Yesterday was day one, I weighed myself in the morning at 175.4 and today I am already at 172.7 (that’s 2.7 lbs in one day! Amazing right?). Just so you know a year and a half ago I was at my lowest 125 lbs, healthy and feeling great so what happened? Fast food, binge drinking and copious amounts of junk food and meat got the best of me. I had been following this exact diet that I am preaching for 5 years prior before falling off the wagon. Before those 5 years I was at my heaviest 183 lbs. It’s a shocker when you wake up and realize you’ve gained 50 lbs in one year, absolutely insane and it’s our love for processed foods and lack of appreciation for good foods that does this to us.
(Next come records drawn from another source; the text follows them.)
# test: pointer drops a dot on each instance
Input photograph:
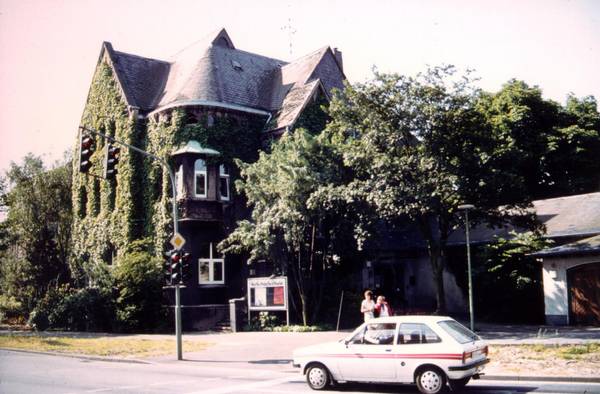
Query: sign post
(268, 294)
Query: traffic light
(185, 266)
(167, 267)
(111, 159)
(176, 268)
(86, 149)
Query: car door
(369, 355)
(417, 344)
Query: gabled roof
(583, 246)
(212, 72)
(571, 216)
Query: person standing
(382, 308)
(367, 306)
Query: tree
(554, 148)
(509, 278)
(419, 149)
(291, 225)
(138, 278)
(37, 230)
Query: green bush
(138, 277)
(89, 309)
(267, 322)
(39, 318)
(10, 308)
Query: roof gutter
(216, 104)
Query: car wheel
(458, 384)
(317, 377)
(431, 381)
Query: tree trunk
(437, 268)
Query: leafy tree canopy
(37, 228)
(290, 225)
(420, 148)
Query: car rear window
(411, 333)
(457, 331)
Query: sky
(49, 48)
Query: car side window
(412, 333)
(376, 334)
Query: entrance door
(584, 294)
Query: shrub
(10, 308)
(89, 309)
(138, 277)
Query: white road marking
(244, 387)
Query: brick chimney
(338, 57)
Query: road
(48, 374)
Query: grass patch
(565, 352)
(108, 347)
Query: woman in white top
(368, 306)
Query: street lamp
(466, 207)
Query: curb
(80, 356)
(570, 379)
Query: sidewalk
(509, 359)
(273, 351)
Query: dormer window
(179, 181)
(200, 179)
(224, 182)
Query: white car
(435, 352)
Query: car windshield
(457, 331)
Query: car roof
(410, 318)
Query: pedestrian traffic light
(167, 267)
(185, 266)
(86, 149)
(175, 267)
(111, 159)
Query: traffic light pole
(175, 226)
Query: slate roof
(583, 246)
(214, 71)
(572, 216)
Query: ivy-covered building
(208, 105)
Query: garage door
(584, 288)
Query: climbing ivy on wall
(137, 204)
(232, 137)
(103, 210)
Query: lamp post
(466, 207)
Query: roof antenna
(291, 31)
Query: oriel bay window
(211, 269)
(200, 179)
(224, 182)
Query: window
(224, 182)
(459, 332)
(200, 178)
(376, 334)
(179, 181)
(411, 333)
(211, 270)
But in my case it was mostly my love for alcohol which triggered me to go on these all-night eating benders. But don’t worry!  I’ve found a way to make being healthy fun and deliciously tasty.. I love my food like a lot, a lot so I promise not to disappoint!
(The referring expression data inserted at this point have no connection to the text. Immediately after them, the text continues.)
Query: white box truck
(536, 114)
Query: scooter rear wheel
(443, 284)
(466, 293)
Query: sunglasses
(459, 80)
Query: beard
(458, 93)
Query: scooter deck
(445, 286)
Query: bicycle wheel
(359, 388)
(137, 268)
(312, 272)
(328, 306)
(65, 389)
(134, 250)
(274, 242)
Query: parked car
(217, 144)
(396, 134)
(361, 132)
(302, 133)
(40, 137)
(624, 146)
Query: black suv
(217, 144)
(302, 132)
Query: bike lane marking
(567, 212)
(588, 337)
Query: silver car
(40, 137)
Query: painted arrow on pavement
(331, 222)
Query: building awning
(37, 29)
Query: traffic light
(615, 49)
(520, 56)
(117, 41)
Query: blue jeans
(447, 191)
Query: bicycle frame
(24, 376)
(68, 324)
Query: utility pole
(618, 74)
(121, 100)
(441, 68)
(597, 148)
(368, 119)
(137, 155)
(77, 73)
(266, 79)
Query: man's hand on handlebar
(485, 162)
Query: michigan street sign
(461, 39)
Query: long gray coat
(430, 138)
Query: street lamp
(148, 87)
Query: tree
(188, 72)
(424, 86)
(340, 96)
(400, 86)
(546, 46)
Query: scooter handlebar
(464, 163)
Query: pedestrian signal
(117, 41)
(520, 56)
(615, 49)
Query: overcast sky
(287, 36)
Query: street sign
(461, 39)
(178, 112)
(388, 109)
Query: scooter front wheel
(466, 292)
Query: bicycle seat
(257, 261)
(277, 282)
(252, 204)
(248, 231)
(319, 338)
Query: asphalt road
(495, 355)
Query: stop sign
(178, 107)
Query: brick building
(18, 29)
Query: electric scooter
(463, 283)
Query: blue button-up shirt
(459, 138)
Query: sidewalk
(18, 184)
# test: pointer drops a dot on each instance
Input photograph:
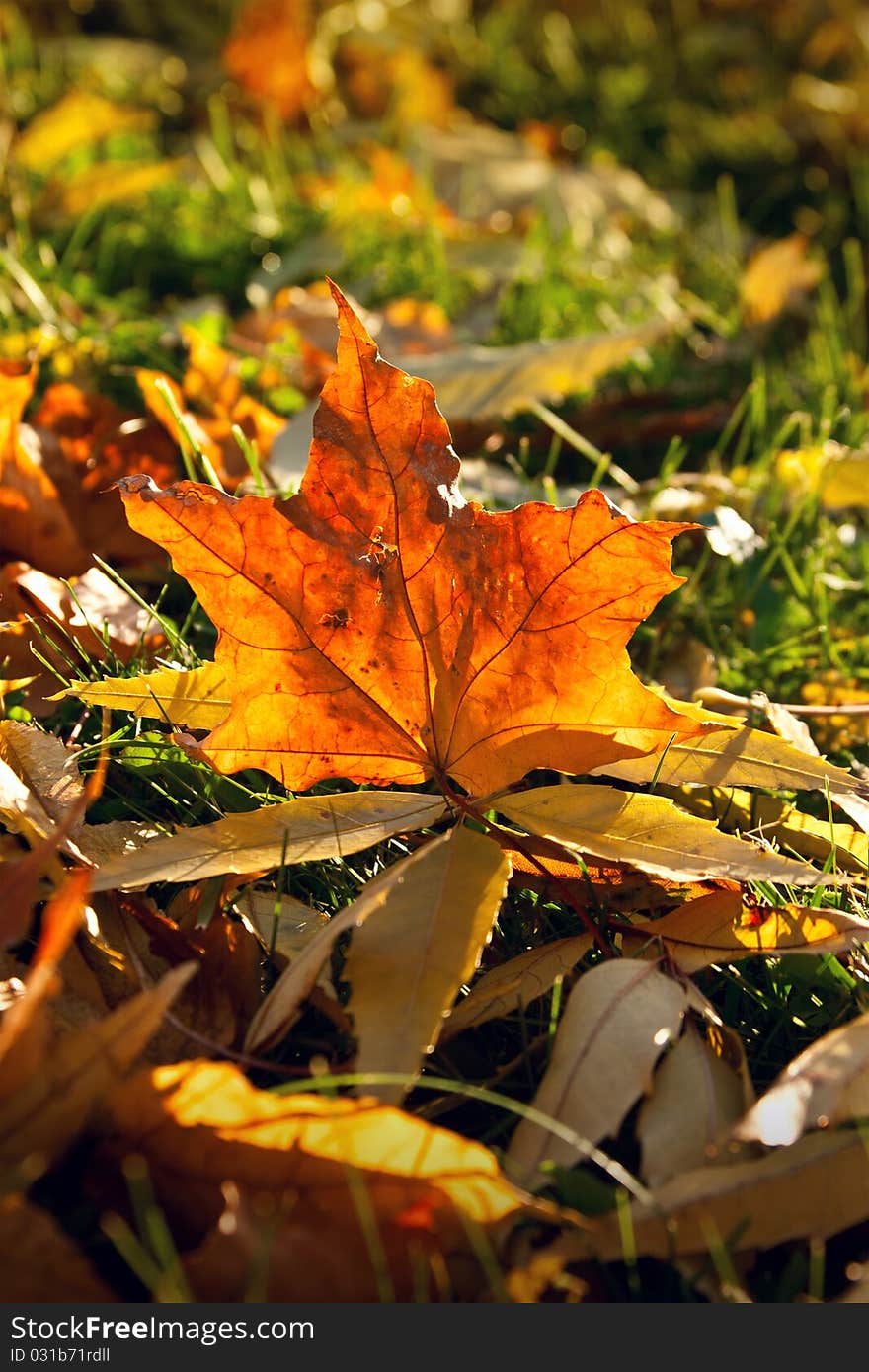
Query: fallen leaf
(774, 276)
(407, 963)
(481, 171)
(35, 524)
(834, 474)
(650, 833)
(780, 820)
(615, 1026)
(78, 118)
(62, 620)
(280, 1007)
(693, 1102)
(810, 1189)
(45, 1262)
(496, 383)
(828, 1083)
(108, 183)
(46, 1114)
(296, 830)
(213, 386)
(25, 1028)
(85, 445)
(197, 699)
(732, 756)
(516, 982)
(383, 615)
(721, 929)
(267, 53)
(44, 764)
(328, 1178)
Day one was good, I kept myself eating so I didn’t have any problems going from Wendy’s for lunch and a steak’n egg fried rice for dinner followed by a 500 cal cupcake for dessert to falaffel salad with a bowl of delicious berry cereal. Here’s what I ate and did yesterday for exercise:

Diet A.M.:
1 serving of wheat grass – 9am (they say wheat grass juice should be taken minimum 30 minutes before eating, it is a great cleanser for the blood).
1 glass of instant honey gingered drink (because I’m not feeling well boo!) – 10am
1x Carrot Muffin – 10am
1/2 of a calorie reduced pb & nutella sandwhich – 11am
4 cups of decaf coffee (equivalent to one XL) with milk no sugar – 11am – 2pm

Diet P.M.:
2 cups of raddichio and spinach soup – 12pm
1/2 Cup of homemade oil and vinegar coleslaw – 2pm
1 Scoop of berry Vega Shake dissolved in water – 3pm  Vega is a great source of protein and whole ground up foods I drink mostly the berry flavoured Vega, they also have chocolate, vanilla chai and natural (the chocolate kind of tastes like the smell of marijuana). Note Vega is an aquired taste so don’t be alarmed you will learn to love your vega!
1 serving of homemade Fruit salad blend- 3:30pm
5x baby carrots + 1 celery stalk sliced into quarters – 4pm (This is when I start making lunches for the next day usually  takes me 30 minutes to prepare for two people. Then I begin making dinner.)
Falaffel Salad with a milk orange pekoe tea and 1 tsp sugar – 5:30pm
Mixed Cereal Parfait – 8pm
1/2 cup of un-pasturiezed apple cider – 10pm

Work-out regime:
50 Minutes of Mel B’s Totally Fit Aerobics (Warm-up, Advanced Cardio, Legs, Bums and Cool down). (afternoon)
10 Minutes on the Elliptical easiest setting (combined with aerobics done in the afternoon)
25 Minutes of walking around the block after cereal (at night just before showering, after I had eaten everything).

On average I burnt about 600 calories yesterday and ate around 1500 with about 200 carbs which is ideal for a healthy female body plus I make sure that I drink 2L (8 glasses of water) everyday! I have posted a picture of the jug I use, I just fill it up in the morning and make sure it’s all gone by 8pm.